The reason I said it was not a good example is because of ambiguity as to its meaning. Experts are divided in their opinion.

In the 13th century it was used in a positive sense – abundant, plentiful, etc.

By the 18th century it was used almost exclusively in a negative sense – loathsome, excessive, insincere, etc.

The word then went out of use but made a comeback in the early 20th century when its original meaning was revived.

Therefore, it can be understood in either a positive or a negative sense, depending on context.


----------



## Purple (5 Dec 2016)

I'm guilty of the odd grammatical and punctuation error but the one that bugs me is the use of the word left instead of let; "He was left off the charge". "She was left go".
Pacifically instead of specifically also bugs me.


----------



## PaddyW (5 Dec 2016)

On route.


----------



## amtc (9 Dec 2016)

I was talking about this with my friends. I was never taught English grammar...we had a French teacher who ended up teaching us the basics, so bizarrely I learnt English through French. Can't speak too much French, mind you. Writing is my career.  But I read lots and I think that helped. 

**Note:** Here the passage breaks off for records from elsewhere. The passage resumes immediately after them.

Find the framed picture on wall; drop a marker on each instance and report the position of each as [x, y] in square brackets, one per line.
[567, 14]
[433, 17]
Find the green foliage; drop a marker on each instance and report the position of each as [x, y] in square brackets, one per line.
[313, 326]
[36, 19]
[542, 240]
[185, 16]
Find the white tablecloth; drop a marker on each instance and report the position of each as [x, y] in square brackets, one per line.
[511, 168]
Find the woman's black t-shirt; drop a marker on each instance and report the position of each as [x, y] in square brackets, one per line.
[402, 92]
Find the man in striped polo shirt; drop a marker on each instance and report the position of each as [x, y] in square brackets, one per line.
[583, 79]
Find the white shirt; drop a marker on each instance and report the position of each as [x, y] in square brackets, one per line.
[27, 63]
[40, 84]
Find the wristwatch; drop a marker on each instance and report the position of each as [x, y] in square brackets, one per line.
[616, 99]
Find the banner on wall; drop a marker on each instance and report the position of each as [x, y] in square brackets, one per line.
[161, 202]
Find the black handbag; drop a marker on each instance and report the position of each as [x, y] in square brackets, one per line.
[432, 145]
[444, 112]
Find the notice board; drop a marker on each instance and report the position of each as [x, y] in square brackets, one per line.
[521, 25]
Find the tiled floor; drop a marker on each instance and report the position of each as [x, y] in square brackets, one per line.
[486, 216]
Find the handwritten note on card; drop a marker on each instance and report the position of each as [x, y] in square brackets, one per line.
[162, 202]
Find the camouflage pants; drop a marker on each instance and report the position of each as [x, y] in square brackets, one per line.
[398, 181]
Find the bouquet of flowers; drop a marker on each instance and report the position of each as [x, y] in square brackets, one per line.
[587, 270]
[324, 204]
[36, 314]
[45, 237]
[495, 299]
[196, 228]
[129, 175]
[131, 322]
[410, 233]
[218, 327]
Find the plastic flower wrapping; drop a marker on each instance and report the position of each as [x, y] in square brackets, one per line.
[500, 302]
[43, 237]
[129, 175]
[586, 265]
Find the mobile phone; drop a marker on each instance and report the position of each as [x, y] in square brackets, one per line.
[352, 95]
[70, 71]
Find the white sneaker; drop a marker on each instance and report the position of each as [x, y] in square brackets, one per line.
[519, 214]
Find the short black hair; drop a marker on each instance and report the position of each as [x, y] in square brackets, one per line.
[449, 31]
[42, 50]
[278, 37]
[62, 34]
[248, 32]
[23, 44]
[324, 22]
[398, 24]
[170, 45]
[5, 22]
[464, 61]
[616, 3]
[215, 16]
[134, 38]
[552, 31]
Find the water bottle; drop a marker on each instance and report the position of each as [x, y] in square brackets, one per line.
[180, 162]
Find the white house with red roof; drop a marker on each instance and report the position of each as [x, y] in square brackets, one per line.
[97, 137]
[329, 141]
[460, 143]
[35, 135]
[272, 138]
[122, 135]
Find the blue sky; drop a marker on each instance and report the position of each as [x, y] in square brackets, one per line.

Myself and my friends have fascinating chats as to one flounders or founders...or mitigates or mitigates against...


I am going out tomorrow night. otherwise I will get the cat.


----------



## amtc (9 Dec 2016)

I worked in a major semi state and wrote out a post it for the webmaster as to its, it's and its'. he has it framed still


----------



## Sophrosyne (10 Dec 2016)

I wasn’t going to indulge further but …


Sprout to catch a salmon

In anyway

Myself personally

Excape

Bronnical

Indunated

Right- as in “I went down to the pub, right! Then, I had a pint, right!

People who don’t consider a thing told unless they have said it several times sequentially, particularly when they know one is pressed for time - very sad, yeah very sad, very sad.

Depend*a*nts, the noun and depend*e*nt, the adverb

Use of obscure acronyms or abbreviations

Overuse of idiotic buzzwords

As for use of arcane industry-related words and phrases, which become more arcane when statements are challenged, should we revive Bullshit Bingo?


----------



## Dan Murray (11 Dec 2016)

Some funny contributions above - my favourites, so far, being....
on route, very unique, and the absolute corker in the context outlined by Mathepac........the gardai are proactive in solving crime!

My original idea was to quote sins, found on this site, verbatim - so not being stubborn, right, but myself personally, feels like this is like the right thing to do, in anyway. Right thing to do, right thing....

Grammar
1. The Unionist establishment were....
2. Each to their own

Dodgy spelling
1. Euphonism
2. Soyonara


----------



## wednesday (11 Dec 2016)

sangwitch or samwitch instead of sandwich,
but my biggest bugbear is somethink instead of something....Gordon Ramsay, for shame!


----------



## michaelm (12 Dec 2016)

amtc said:


> Usual yours and you're


I had a modest lie-in on Sunday due to man-flu . . I sent my wife a text saying "can you make you're [sic] husband a cup of tea?" . . how sad is it that I found that funny?


----------



## PaddyW (12 Dec 2016)

Hate when people say 'You know that kinda way?'. No, no I don't.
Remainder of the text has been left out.